夏の紫外線予防と栄養

夏の紫外線予防と栄養

2011.7.10 update.

澤田江里子 イメージ

澤田江里子

トータル・コミュニケーションズ(株)管理栄養士

大学卒業後、病院にて勤務。管理栄養士取得後、調理現場、栄養指導、NST、嚥下食に携わり「食」の大事さを学ぶ。退社後サプリメントを勉強しサプリメント管理士取得後、老人ホームへ入社し栄養課リーダーを務める。その後トータル・コミュニケーションズ(株)へ入社。現在は健康・栄養PR業務に従事。

紫外線にも、種類があるんです

 

紫外線が気になる季節となりましたが、皆さま紫外線対策はしていますか?

 

紫外線は大まかに3つに分けることが出来ます。A波(UV-A)、B波(UV-B)、そして地上にはあまり届かないと言われているC波(UV-C)です。

 

A波は一年中、雨でも曇りでも地表に届いていますが、紫外線の中では一番影響が少ないと言われています。しかし、A波は肌の真皮に届き、シワ・たるみの原因となります。

 

B波は最も注意が必要な紫外線で、夏の晴れた日には要注意です。
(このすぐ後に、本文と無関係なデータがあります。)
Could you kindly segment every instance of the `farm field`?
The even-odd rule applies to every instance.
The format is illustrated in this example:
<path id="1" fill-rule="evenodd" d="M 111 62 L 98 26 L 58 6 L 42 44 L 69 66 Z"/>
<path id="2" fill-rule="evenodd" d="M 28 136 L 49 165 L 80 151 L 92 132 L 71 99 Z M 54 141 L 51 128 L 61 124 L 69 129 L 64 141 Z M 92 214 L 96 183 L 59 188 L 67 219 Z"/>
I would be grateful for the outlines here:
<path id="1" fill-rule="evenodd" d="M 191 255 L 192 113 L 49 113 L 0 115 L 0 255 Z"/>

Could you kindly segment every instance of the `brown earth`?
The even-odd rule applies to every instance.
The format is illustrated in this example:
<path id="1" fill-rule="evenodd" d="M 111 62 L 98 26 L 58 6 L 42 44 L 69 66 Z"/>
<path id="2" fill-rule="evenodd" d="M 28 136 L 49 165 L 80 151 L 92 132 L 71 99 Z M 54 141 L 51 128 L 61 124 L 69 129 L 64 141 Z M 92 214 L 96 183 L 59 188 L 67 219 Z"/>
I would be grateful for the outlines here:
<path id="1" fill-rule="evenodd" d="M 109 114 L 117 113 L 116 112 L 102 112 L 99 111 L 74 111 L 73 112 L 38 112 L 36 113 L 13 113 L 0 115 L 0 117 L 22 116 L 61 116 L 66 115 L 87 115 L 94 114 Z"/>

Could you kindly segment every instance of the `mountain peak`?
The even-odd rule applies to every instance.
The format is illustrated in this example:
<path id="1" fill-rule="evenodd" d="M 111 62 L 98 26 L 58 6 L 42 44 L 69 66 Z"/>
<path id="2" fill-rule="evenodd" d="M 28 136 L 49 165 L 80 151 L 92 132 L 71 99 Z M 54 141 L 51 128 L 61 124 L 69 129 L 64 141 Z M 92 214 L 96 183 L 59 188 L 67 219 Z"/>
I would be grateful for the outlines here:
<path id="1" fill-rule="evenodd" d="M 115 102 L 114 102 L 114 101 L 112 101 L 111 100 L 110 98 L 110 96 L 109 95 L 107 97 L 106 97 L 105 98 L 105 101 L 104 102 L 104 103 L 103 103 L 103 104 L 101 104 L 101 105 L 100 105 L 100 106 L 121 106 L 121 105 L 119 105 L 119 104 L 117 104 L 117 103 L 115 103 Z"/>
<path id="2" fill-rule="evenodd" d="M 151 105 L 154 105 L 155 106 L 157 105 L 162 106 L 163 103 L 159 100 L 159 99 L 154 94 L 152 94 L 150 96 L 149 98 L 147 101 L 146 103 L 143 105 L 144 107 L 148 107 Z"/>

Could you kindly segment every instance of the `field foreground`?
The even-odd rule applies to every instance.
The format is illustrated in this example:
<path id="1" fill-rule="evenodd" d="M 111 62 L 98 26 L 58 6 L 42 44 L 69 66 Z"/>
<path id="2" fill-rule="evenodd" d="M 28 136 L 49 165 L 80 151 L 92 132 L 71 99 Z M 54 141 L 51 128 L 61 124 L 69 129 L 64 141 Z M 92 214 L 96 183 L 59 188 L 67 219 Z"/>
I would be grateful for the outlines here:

紫外線はビタミンDの合成や新陳代謝に関与しているので、紫外線を浴びること自体が悪いわけではありません。ただ、浴び過ぎるとシミ・シワ・肌の乾燥だけでなく、免疫力低下や皮膚がんの原因になる可能性もあります。

 

日焼けで水膨れが出来るのもB波の影響だと言われています。日焼けした肌は‘やけど’と同じ状態なのでなるべく水タオルなどで冷やしましょう。紫外線を浴びて水膨れまでなってしまったら病院に行きましょう。

 

病院に行くような状態になる前に、紫外線対策として、日焼け止めを塗ることをお勧めします。日焼け止めは沢山の種類が出ていますが、選ぶ時に着目して頂きたい表示が2つあります。

 

日焼け止め、ココをチェック

 

1つはSPF○○という表示。SPFとは、具体的には「紫外線を浴びた際にできる赤い斑点をどれだけ防御できるか」を表しています。SPF=1の場合、赤い斑点が出るまでの時間を1倍延ばすことができる、ということになります。

 

赤い斑点が出るまでの時間には個人差がありますので、たとえば赤い斑点が出るまでに20分かかる人がSPF=20の日焼け止めを使用すると、
 

SPF20=20分×20倍=400分≒6.6時間
 

という計算になります。同じ人がSPF=30のものを使うと、20×30=600=10時間、ですね。

 

また、SPFは1平方cmあたり、2mgの化粧品を塗った場合の指標です。しかし、この分量を実際に塗ると肌が白くなってしまうので、普通はもっと薄く塗るかと思います。この場合、日焼け止めは効果を十分に発揮できなくなります。夏場は汗もかくので、こまめに塗った方がよいでしょう。 

 

もう1つはPA+という表示です。+(プラス)が1~3つで表示され、A波を防ぐ指標となっています。

 

日常の生活ではSPF20、PA+で十分です。

 

真夏の海や外でのスポーツ時はSPF指数が高いものやPA値の多いものを選びます。しかし、SPF指数が高くPA値が多いと肌への負担も大きくなるので、用途や自分に合った日焼け止めを使用することをお勧めします。

 

また、紫外線を浴びると体内で活性酸素が発生します。活性酸素とは、体の細胞を酸化させて老化や病気を引き起こす原因になります。その為、活性酸素によって体が酸化しないように抗酸化作用のある成分を含む食品を普段の食事から摂るように心がけましょう。

 

紫外線に、この食品!

 

では、具体的にどのような食品を摂ったら良いのでしょうか?抗酸化作用のある栄養素は例えばビタミンC,ビタミンE,β-カロテン,ポリフェノール等です。

 

oneビタミンCを多く含む食品

オレンジ、じゃがいも、キウイフルーツ、カリフラワー、夏みかん 等

 

twoビタミンEを多く含む食品

モロヘイヤ、かぼちゃ、アーモンド、ほうれん草 等

 

threeβ-カロテンを多く含む食品

人参、モロヘイヤ、かぼちゃ、ブロッコリー 等

 

fourポリフェノール

緑茶(カテキン)、コーヒー(クロロゲン酸)、ブルーベリー(アントシアニン)等

 

これらの抗酸化作用のある栄養素を上手に体内に摂り入れることで、紫外線予防に繋がります。

 

日常から必要以上に紫外線に当たらないように注意する事も必要ですが、日焼け止めや抗酸化力をつける食生活をすることで、上手に紫外線対策を行い、お肌の健康を維持させましょう。